2) Making my outward appearance and actions reflect what I feel/believe inside - This ties into the stuff above. I want people to know what I stand for based on my actions, not just on what I tell them. However, this also extends to how I feel and what I believe about myself. Right now, at 32 years old, I feel better about myself than I ever have before. I am an accomplished, intelligent, talented woman who must be doing something right in the kindness and compassion department if I have so many wonderful friends. Then why do I eat as if I don’t care about my body, health, or well-being? Why do I dress as if I don’t care what I look like and don’t think anyone else should bother looking at me anyway? Why do I try so desperately to hide myself from people under layers of fat and ill-fitting clothing, not wearing make-up (because God forbid someone look too hard at my face), and letting my hair fall lifelessly around my shoulders? It’s the whys of these things that I’ll be looking to address this year. Notice, I didn’t say “I’m going on a diet,” or “I wanna lose __ pounds.” Saying those things has never done anything for me. My hope is that, by focusing on the whys and eliminating them, the rest will fall into place. What I want to do is make the conscious choice every day to present myself in the best way possible and do what’s best for my body, and the only way I won’t is if I have a damn good reason. (Spoiler Alert: there are very few, if any, damn good reasons.)
3) Paying attention to my spiritual self – I rush all the damn time and yet never seem to have enough hours in the day. How is that possible? Shouldn’t rushing mean that I get more stuff done and have more time at the end of the day? What I’ve realized, though, is that a lot of my “rushing” has more to do with what’s going on in my head than what I’m actually doing. I’m rushing, when what I should be doing is slowing down. I want to make time to read books. I want to write in my paper journal. I want to pray more – not just the way I usually do, with a quick thought aimed in God’s general direction, but with purpose. I want to make sure I schedule time to relax so that when I do schedule time to work, that work will be more focused.
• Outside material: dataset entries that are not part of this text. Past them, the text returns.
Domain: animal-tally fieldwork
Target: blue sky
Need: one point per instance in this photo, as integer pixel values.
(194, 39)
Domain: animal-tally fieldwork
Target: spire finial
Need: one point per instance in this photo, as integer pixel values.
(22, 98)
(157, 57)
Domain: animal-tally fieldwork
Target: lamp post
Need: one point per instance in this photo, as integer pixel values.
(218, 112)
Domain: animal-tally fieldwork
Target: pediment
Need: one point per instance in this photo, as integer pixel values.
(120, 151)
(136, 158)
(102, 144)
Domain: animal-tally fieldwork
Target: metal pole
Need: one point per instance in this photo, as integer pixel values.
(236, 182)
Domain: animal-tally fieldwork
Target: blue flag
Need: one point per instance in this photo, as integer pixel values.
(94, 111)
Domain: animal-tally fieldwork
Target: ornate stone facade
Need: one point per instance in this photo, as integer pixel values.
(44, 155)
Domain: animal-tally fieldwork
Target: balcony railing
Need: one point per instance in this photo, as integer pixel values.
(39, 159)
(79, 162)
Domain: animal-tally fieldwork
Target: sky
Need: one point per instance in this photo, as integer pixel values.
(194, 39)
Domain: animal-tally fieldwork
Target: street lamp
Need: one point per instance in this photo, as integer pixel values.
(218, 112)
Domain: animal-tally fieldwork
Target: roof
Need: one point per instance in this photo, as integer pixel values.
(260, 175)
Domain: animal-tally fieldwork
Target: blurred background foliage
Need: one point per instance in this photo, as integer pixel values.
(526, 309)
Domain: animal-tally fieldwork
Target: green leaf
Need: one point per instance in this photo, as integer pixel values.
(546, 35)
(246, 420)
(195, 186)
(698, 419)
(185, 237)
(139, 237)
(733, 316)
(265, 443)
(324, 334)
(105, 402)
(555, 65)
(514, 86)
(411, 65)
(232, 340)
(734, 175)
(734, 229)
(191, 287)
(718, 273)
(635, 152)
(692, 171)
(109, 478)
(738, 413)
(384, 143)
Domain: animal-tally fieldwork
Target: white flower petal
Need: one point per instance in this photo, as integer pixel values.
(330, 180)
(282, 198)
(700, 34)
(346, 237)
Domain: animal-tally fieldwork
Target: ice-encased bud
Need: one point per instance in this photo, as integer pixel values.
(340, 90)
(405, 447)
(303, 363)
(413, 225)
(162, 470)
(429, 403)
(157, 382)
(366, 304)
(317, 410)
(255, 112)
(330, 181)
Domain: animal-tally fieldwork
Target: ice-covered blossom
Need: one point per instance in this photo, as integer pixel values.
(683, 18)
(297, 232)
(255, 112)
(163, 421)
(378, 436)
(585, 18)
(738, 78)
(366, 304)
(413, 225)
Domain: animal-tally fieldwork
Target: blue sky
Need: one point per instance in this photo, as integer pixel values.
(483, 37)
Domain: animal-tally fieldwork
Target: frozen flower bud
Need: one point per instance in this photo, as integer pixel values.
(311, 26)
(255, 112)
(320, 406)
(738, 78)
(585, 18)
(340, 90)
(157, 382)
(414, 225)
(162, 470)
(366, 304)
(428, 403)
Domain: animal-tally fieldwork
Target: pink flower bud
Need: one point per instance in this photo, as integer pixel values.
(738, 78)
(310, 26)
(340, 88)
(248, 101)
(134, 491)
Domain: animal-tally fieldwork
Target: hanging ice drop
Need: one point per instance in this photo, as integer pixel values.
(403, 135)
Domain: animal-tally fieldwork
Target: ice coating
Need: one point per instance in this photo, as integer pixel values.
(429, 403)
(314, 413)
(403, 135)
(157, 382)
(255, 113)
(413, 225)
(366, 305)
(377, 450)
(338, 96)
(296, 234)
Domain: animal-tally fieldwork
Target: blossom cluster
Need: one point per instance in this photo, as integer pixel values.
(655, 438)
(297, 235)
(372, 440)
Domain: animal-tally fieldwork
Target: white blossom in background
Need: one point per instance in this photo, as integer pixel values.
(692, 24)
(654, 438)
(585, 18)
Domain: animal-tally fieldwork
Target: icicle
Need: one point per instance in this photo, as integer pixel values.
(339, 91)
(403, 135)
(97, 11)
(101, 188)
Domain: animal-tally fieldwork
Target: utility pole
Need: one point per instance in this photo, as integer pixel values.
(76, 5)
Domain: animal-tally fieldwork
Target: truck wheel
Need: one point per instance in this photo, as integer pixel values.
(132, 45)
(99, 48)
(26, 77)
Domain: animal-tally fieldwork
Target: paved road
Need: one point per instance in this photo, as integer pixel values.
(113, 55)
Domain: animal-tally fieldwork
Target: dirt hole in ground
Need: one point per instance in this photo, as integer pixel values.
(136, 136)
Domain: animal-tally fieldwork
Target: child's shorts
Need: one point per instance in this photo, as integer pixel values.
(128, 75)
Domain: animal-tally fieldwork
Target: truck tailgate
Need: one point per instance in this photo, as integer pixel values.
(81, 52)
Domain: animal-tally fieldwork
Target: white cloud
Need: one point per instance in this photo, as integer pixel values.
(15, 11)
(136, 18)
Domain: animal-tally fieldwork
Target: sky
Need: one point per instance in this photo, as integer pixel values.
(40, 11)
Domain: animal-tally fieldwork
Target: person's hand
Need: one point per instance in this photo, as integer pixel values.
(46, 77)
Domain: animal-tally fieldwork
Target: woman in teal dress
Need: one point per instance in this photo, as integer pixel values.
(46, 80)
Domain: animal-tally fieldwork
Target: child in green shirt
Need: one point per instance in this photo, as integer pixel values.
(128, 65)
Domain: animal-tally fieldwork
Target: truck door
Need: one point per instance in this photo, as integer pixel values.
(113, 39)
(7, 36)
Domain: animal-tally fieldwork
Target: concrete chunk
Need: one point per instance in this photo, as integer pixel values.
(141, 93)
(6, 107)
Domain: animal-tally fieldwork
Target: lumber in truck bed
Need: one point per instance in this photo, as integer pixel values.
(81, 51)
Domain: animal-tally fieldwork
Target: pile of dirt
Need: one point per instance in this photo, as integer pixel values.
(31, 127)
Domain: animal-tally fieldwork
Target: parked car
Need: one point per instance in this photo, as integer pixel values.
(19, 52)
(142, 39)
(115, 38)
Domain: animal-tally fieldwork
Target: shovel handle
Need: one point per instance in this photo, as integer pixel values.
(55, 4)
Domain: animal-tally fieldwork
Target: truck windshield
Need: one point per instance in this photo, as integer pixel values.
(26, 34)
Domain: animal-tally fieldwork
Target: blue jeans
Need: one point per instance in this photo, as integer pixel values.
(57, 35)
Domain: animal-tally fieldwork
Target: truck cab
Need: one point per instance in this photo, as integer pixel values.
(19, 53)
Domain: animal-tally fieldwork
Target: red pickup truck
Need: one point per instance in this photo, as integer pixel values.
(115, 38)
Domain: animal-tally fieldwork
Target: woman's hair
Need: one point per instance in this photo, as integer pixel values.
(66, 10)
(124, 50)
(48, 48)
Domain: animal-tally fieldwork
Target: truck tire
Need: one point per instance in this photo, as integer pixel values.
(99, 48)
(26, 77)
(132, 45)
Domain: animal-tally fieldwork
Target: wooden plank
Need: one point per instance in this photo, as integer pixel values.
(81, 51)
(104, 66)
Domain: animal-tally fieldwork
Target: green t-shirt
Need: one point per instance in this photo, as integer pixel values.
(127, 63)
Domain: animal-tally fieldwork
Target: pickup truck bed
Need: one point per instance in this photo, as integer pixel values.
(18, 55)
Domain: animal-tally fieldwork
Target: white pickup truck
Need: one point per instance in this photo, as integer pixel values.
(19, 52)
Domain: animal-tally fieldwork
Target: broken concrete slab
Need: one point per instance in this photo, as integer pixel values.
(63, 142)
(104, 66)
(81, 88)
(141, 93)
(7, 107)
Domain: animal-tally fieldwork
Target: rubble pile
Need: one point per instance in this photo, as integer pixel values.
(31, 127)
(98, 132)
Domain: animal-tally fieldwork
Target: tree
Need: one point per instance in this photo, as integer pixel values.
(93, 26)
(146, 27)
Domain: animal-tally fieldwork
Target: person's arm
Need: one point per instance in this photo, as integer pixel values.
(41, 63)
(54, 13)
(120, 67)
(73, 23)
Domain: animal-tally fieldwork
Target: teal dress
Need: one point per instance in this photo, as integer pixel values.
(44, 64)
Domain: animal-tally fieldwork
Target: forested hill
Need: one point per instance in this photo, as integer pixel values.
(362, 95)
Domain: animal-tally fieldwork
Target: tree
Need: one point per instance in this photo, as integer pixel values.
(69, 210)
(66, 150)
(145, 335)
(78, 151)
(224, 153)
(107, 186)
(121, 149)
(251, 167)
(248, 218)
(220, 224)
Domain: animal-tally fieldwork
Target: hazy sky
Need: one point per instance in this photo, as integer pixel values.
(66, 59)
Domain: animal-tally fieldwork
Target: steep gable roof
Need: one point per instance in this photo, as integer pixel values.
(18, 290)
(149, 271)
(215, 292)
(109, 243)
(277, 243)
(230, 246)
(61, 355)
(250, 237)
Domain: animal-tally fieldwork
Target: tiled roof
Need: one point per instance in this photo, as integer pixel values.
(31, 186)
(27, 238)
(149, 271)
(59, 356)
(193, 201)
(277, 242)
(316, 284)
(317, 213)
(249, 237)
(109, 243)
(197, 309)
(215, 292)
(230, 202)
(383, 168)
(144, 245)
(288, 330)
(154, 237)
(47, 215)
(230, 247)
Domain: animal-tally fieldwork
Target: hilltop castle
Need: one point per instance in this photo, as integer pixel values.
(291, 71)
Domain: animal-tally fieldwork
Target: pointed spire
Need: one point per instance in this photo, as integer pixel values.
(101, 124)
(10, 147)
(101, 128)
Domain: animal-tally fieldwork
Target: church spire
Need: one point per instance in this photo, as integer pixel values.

My mind darts all over the place, all the time, and it’s because I hardly ever allow myself the time to deal with what’s in there. I’m going to slow down. I’m going to make time.
This seems like a lot, but it really boils down to one thing: with every decision I make I will ask myself, “Does __________ fall in line with who I am as a person?” I will try to ask myself that question with everything I do, every day, for 365 days. Starting now.